Concierge service for big data transfers
- By Carolyn Duffy Marsan
- Mar 30, 2015
Leading-edge data centers are grappling with how to transfer massive datasets of 10 terabytes or more from one location to another. That’s often the case in the government and research spheres, where large data transfers between campuses or departmental data centers are often necessary.
To handle these massive transfers, data center managers are working with services such as Globus, developed by the Energy Department’s Argonne National Laboratory.
Globus is a cloud-based data transfer service that supports the sharing of large datasets in a way that carefully manages bandwidth and improves reliability, according to its developers.
“We started as a high-performance secure file transfer service,” said Vas Vasiliadis, director of products, communications and development for the Computation Institute at the University of Chicago’s Argonne National Lab.
“If you want to move terabytes or petabytes of data from a national lab back to your campus, we are a service that will act as a third-party mediator or controller to make sure the data transfer completes. We recover errors automatically and notify you when we’re done,” he said.
The Massachusetts Green High Performance Computing Center, which supports researchers in Boston from the Center’s base in western Massachusetts, is one user of the service. MGHPCC director John Goodhue said the software has an interface that’s easy for scientists to use without needing IT support. The benefit of Globus is that it optimizes the way a large file is transmitted across the network.
“Globus figures out the speediest way to get the file from here to there,” Goodhue said. “It has a set of performance monitoring tools to periodically check those paths and make sure nothing is hindering the transfer rate. You can think of it as an overlay on the Internet that is very careful about the paths it chooses and also tests those paths to make sure the transfer rates can be very high.”

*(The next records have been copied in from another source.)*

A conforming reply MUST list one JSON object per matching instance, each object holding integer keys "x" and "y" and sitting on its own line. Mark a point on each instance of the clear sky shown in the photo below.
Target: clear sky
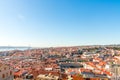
{"x": 46, "y": 23}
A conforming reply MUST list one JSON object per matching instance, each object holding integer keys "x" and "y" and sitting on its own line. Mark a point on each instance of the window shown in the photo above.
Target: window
{"x": 10, "y": 72}
{"x": 3, "y": 75}
{"x": 6, "y": 74}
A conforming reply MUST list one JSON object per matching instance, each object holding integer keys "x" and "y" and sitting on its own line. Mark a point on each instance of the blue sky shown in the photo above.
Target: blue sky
{"x": 46, "y": 23}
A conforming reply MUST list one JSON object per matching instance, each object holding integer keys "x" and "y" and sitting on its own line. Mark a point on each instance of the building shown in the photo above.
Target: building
{"x": 6, "y": 73}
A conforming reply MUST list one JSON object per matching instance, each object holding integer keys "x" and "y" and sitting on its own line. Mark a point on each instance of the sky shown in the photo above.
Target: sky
{"x": 48, "y": 23}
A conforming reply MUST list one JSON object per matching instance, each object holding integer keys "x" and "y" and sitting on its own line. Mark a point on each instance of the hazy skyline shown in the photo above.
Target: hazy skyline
{"x": 45, "y": 23}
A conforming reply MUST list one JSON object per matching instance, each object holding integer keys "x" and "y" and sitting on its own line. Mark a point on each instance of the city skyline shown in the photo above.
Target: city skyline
{"x": 49, "y": 23}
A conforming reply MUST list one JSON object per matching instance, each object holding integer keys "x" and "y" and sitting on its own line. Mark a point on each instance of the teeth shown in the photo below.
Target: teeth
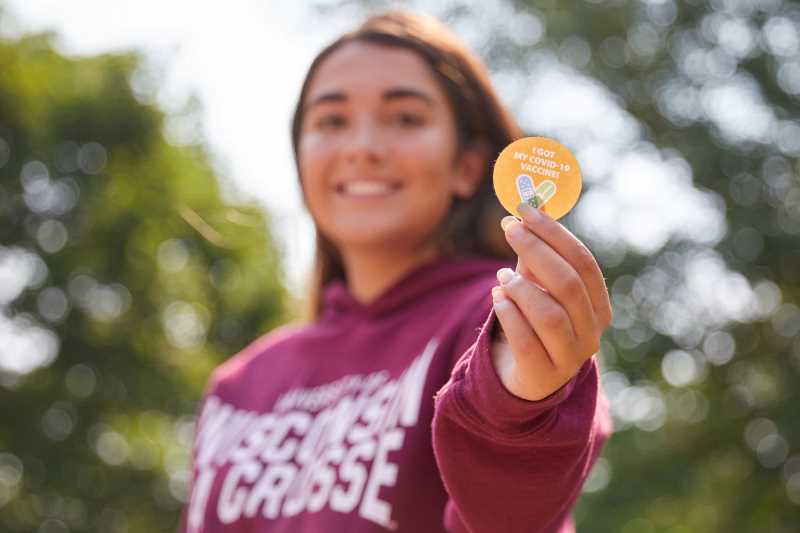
{"x": 367, "y": 188}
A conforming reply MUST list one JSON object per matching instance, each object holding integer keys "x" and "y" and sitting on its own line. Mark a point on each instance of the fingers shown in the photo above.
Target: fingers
{"x": 545, "y": 318}
{"x": 575, "y": 253}
{"x": 556, "y": 275}
{"x": 529, "y": 353}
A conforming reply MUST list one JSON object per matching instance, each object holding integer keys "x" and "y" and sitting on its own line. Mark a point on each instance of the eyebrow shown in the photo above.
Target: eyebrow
{"x": 398, "y": 93}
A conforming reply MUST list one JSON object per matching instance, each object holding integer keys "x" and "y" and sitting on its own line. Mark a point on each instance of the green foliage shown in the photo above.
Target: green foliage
{"x": 127, "y": 280}
{"x": 726, "y": 457}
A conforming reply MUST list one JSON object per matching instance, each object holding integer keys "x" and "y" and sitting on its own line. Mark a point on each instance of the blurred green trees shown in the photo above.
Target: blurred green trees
{"x": 702, "y": 363}
{"x": 124, "y": 279}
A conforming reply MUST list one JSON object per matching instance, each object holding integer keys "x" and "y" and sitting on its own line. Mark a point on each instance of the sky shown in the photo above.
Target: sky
{"x": 192, "y": 46}
{"x": 197, "y": 48}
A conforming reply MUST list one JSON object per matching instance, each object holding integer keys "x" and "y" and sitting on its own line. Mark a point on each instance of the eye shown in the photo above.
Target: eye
{"x": 332, "y": 121}
{"x": 409, "y": 119}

Goodhue said Globus makes the transfer “simple, fast and transparent for researchers to move big datasets from one place to another.’’

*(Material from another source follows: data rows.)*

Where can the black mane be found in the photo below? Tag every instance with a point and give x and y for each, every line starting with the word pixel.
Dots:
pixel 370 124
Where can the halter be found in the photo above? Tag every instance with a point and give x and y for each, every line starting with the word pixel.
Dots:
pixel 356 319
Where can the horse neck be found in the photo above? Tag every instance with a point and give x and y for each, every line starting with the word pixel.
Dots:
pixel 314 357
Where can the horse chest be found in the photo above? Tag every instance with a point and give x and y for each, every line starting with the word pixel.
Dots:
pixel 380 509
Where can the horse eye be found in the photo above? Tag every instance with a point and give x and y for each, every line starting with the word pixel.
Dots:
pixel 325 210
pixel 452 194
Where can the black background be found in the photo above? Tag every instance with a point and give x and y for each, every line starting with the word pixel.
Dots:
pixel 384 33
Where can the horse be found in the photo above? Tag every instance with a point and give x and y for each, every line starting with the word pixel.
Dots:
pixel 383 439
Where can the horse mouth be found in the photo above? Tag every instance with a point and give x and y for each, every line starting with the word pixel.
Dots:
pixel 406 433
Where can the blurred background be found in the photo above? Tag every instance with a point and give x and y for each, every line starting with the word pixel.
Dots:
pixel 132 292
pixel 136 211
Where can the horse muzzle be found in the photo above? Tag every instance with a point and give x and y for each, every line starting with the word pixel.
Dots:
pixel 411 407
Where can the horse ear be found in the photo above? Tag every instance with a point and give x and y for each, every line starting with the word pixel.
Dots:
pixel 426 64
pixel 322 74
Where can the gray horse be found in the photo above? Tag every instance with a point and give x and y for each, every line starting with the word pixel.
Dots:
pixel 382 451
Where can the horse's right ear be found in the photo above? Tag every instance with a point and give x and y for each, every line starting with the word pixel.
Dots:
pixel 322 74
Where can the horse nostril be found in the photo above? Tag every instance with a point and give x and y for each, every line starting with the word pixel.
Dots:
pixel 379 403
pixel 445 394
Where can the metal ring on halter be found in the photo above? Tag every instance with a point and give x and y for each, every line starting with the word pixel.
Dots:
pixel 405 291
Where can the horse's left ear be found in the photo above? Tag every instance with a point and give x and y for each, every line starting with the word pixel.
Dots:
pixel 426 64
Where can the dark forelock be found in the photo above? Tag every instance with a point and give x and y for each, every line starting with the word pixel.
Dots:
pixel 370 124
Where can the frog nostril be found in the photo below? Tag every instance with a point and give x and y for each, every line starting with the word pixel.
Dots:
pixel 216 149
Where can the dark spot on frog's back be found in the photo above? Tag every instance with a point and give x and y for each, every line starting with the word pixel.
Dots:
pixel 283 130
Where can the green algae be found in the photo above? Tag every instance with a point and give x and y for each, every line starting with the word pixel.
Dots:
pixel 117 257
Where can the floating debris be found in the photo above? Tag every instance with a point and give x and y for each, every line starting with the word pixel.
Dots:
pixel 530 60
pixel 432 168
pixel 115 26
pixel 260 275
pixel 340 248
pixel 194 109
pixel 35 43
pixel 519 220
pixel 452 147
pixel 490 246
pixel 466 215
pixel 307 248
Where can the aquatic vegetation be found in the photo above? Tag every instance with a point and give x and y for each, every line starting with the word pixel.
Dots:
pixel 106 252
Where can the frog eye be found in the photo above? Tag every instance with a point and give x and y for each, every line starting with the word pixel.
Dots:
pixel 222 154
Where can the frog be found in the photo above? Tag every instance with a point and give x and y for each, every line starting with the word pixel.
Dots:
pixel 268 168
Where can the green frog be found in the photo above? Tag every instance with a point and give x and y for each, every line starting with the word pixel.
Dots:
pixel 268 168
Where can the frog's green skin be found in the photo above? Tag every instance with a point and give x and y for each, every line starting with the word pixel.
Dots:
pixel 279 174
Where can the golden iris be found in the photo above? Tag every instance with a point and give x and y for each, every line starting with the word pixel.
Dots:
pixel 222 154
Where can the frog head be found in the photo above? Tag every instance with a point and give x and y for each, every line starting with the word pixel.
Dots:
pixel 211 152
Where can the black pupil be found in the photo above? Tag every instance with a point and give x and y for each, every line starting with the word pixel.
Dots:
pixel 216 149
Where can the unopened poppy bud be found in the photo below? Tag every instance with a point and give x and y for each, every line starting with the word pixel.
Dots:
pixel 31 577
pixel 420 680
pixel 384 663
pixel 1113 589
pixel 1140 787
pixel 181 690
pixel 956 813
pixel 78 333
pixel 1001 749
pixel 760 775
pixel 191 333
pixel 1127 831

The Globus service has been available for five years and includes 30 federal laboratories and universities as its customers.
One of the advantages of Globus is that it allows the end user to manage, move and share very large data sets without involving IT department personnel. The model has uses for enterprise data as well as scientific data, Vasiliadis said.
“We’re handling the administrative burden and letting our users take advantage of the high-performance storage systems we have in place,” Vasiliadis said. “Transferring data is really time consuming and error-prone, and it shouldn’t be that way. We give the user a simple browser tool, and they can move terabytes of files and forget about it. They don’t have to babysit the transfer.”
Argonne offers other Globus services that take advantage of the transfer technology, including a data publication and discovery service that allows researchers to share their data with others through a cloud-based platform.
“We give them the mechanism to describe their data using metadata and to assemble it and spread it across multiple systems for storage,” Vasiliadis said. “We give the data a permanent identifier, which allows the researcher or institution to curate it in a way that makes sense for them.’’
Carolyn Duffy Marsan is a writer based in Milwaukee, Wisc., covering enterprise technology.